The SRE’s Crystal Ball: Predicting System Performance with Queues and USL
Aravindh Sampathkumar, Booking.com — The SRE’s Crystal Ball: Predicting System Performance with Queues and USL
Thinking in queues. Queues are everywhere, and queuing is non-linear — it’s not intuitive. Queues occur even when there’s enough average capacity, because of high variance in arrival rates and service times.
The golden signals through a queuing theory lens: latency is service time plus waiting time (utilisation drives waiting time, and the coefficient of variation is a leading indicator); traffic as arrival rate (λ) is the demand driver; errors are a symptom of overload; and saturation is high utilisation.
Little’s Law again: L = λ × W. A worked example: arrival rate of 180 req/s, average service time of 50 ms, four server
pods.
ρ = (180 × 0.05) / 4 = 2.25 — anything above 1 means queuing. Scaling to 8 pods gives ρ = 1.25, still over 1. You need 10 pods to get ρ = 0.95 and eliminate the queue.

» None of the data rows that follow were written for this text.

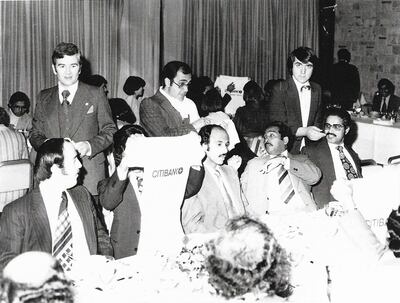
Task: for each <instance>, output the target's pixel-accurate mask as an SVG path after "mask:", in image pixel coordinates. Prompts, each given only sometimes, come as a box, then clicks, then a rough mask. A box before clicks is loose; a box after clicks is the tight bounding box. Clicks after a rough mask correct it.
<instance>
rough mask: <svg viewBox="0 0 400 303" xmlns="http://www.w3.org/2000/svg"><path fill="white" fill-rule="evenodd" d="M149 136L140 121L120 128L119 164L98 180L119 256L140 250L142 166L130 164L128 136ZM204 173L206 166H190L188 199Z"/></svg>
mask: <svg viewBox="0 0 400 303" xmlns="http://www.w3.org/2000/svg"><path fill="white" fill-rule="evenodd" d="M147 136H148V135H147V133H146V131H145V130H144V129H143V128H142V127H141V126H139V125H125V126H123V127H122V128H121V129H119V130H118V131H117V132H116V133H115V134H114V150H113V154H114V159H115V165H116V166H117V168H116V170H115V171H114V173H113V174H112V176H111V177H109V178H107V179H105V180H102V181H100V182H99V184H98V192H99V201H100V204H101V205H102V206H103V207H104V208H105V209H107V210H111V211H113V212H114V219H113V222H112V226H111V231H110V237H111V244H112V245H113V248H114V257H115V258H116V259H119V258H124V257H128V256H132V255H135V254H136V253H137V250H138V243H139V234H140V228H141V212H140V199H141V193H142V188H143V184H142V181H143V167H135V168H130V167H129V165H128V164H129V163H127V162H128V157H127V155H126V154H125V153H124V151H125V147H126V143H127V140H128V138H132V137H147ZM203 177H204V169H200V170H196V169H194V168H191V169H190V171H189V177H188V183H187V185H186V191H185V199H186V197H191V196H192V195H194V194H196V193H197V192H198V191H199V190H200V187H201V182H202V180H203ZM154 225H157V222H154ZM155 228H156V227H155Z"/></svg>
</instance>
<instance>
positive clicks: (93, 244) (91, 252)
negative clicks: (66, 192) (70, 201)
mask: <svg viewBox="0 0 400 303" xmlns="http://www.w3.org/2000/svg"><path fill="white" fill-rule="evenodd" d="M68 193H69V194H70V195H71V198H72V202H74V205H75V208H76V210H77V211H78V214H79V217H80V218H81V222H82V225H83V229H84V231H85V237H86V242H87V244H88V247H89V251H90V254H91V255H93V254H96V252H97V240H96V239H95V237H94V236H95V231H94V230H93V226H94V223H93V213H92V210H91V209H90V208H89V207H88V203H86V199H87V198H86V197H84V196H83V195H81V194H80V192H78V191H75V190H73V189H72V190H68ZM91 202H92V201H90V203H91ZM92 223H93V224H92Z"/></svg>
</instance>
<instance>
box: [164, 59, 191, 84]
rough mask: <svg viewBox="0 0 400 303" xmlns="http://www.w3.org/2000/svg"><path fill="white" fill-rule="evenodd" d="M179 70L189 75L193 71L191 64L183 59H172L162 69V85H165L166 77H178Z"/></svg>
mask: <svg viewBox="0 0 400 303" xmlns="http://www.w3.org/2000/svg"><path fill="white" fill-rule="evenodd" d="M178 71H181V72H182V73H183V74H185V75H188V74H191V73H192V69H191V68H190V66H189V65H187V64H186V63H184V62H181V61H171V62H168V63H167V64H166V65H165V66H164V67H163V69H162V71H161V74H160V81H161V86H162V87H165V83H164V79H166V78H168V79H169V80H171V81H172V80H173V79H174V78H175V77H176V74H177V73H178Z"/></svg>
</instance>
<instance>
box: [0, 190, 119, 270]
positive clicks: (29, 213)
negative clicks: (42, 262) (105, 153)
mask: <svg viewBox="0 0 400 303" xmlns="http://www.w3.org/2000/svg"><path fill="white" fill-rule="evenodd" d="M68 193H69V194H70V195H71V197H72V201H73V202H74V204H75V207H76V209H77V211H78V213H79V215H80V217H81V220H82V224H83V229H84V232H85V236H86V241H87V244H88V247H89V251H90V254H92V255H95V254H103V255H112V247H111V243H110V239H109V237H108V234H107V231H106V229H105V228H104V226H103V225H102V224H101V222H100V220H99V218H98V216H97V213H96V210H95V208H94V205H93V202H92V197H91V196H90V194H89V192H88V191H87V189H86V188H84V187H83V186H76V187H74V188H72V189H69V190H68ZM0 247H1V249H0V270H1V269H2V268H4V266H5V265H7V263H8V262H9V261H11V259H12V258H14V257H15V256H17V255H19V254H21V253H23V252H26V251H35V250H36V251H43V252H48V253H50V254H51V253H52V238H51V231H50V224H49V219H48V217H47V212H46V207H45V205H44V202H43V198H42V195H41V193H40V190H39V188H35V189H34V190H33V191H32V192H30V193H28V194H27V195H25V196H23V197H22V198H19V199H18V200H15V201H14V202H11V203H10V204H8V205H6V207H4V210H3V214H2V215H1V218H0Z"/></svg>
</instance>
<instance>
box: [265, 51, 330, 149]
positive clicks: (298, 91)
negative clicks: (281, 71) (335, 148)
mask: <svg viewBox="0 0 400 303" xmlns="http://www.w3.org/2000/svg"><path fill="white" fill-rule="evenodd" d="M316 62H317V57H316V55H315V54H314V52H313V51H312V50H311V49H310V48H308V47H299V48H297V49H295V50H294V51H293V52H292V53H291V54H290V55H289V58H288V61H287V66H288V69H289V73H290V75H291V76H292V77H291V78H290V79H288V80H285V81H282V82H279V83H278V84H276V85H275V86H274V88H273V89H272V96H271V101H270V105H269V106H270V107H269V115H270V116H269V120H270V121H281V122H283V123H285V124H287V125H288V126H289V127H290V129H291V130H292V133H293V134H294V135H295V136H296V140H295V142H294V144H293V147H292V149H291V150H290V152H291V153H292V154H298V153H299V152H300V148H301V147H302V146H304V144H305V143H307V141H303V140H305V138H307V139H309V140H312V141H316V140H319V139H321V138H322V137H323V136H324V134H323V132H322V131H321V129H319V128H318V126H319V125H320V122H321V120H322V110H323V108H322V107H323V106H322V103H321V87H320V86H319V85H318V84H317V83H314V82H311V81H309V80H310V78H311V75H312V73H313V69H314V65H315V64H316Z"/></svg>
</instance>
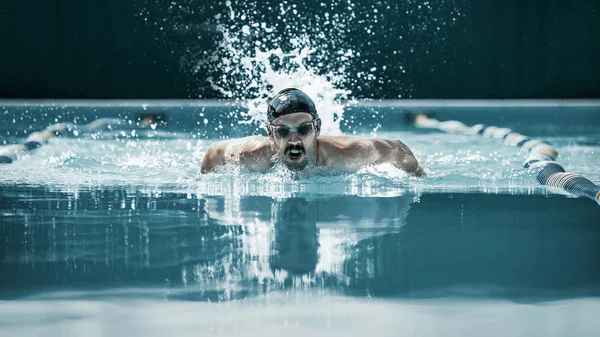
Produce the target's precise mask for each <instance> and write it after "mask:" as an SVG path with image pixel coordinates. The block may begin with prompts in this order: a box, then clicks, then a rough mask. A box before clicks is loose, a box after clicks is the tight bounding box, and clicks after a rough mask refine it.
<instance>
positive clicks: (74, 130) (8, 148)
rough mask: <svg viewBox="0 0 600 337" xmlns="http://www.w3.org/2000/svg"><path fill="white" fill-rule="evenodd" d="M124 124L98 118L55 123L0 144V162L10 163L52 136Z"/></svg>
mask: <svg viewBox="0 0 600 337" xmlns="http://www.w3.org/2000/svg"><path fill="white" fill-rule="evenodd" d="M121 125H125V122H124V121H123V120H122V119H118V118H100V119H97V120H95V121H93V122H91V123H89V124H84V125H77V124H73V123H57V124H53V125H50V126H49V127H47V128H45V129H44V130H42V131H36V132H32V133H31V134H30V135H29V136H28V137H27V138H26V139H25V141H24V142H23V143H21V144H13V145H5V146H0V164H10V163H12V162H14V161H15V160H17V158H18V154H19V153H22V152H31V151H34V150H35V149H37V148H39V147H41V146H42V145H44V144H47V143H48V140H49V139H50V138H53V137H61V136H74V137H78V136H80V135H82V134H85V133H90V132H97V131H101V130H113V127H117V126H121Z"/></svg>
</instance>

The Universal Scalability Law models how throughput changes with concurrency, accounting for contention and coherency overhead.
Limitations: noisy real-world data, distributed systems that are hard to model as aggregate functions, async and event-driven architectures that resist modelling, a coherency factor that assumes 1:1 coordination, systems that behave differently at scale, noisy neighbours in multi-tenant environments, and rate limits at dependencies.
Pitfalls: garbage in, garbage out; don’t extrapolate too far into the future; maximum throughput is often not the actual goal.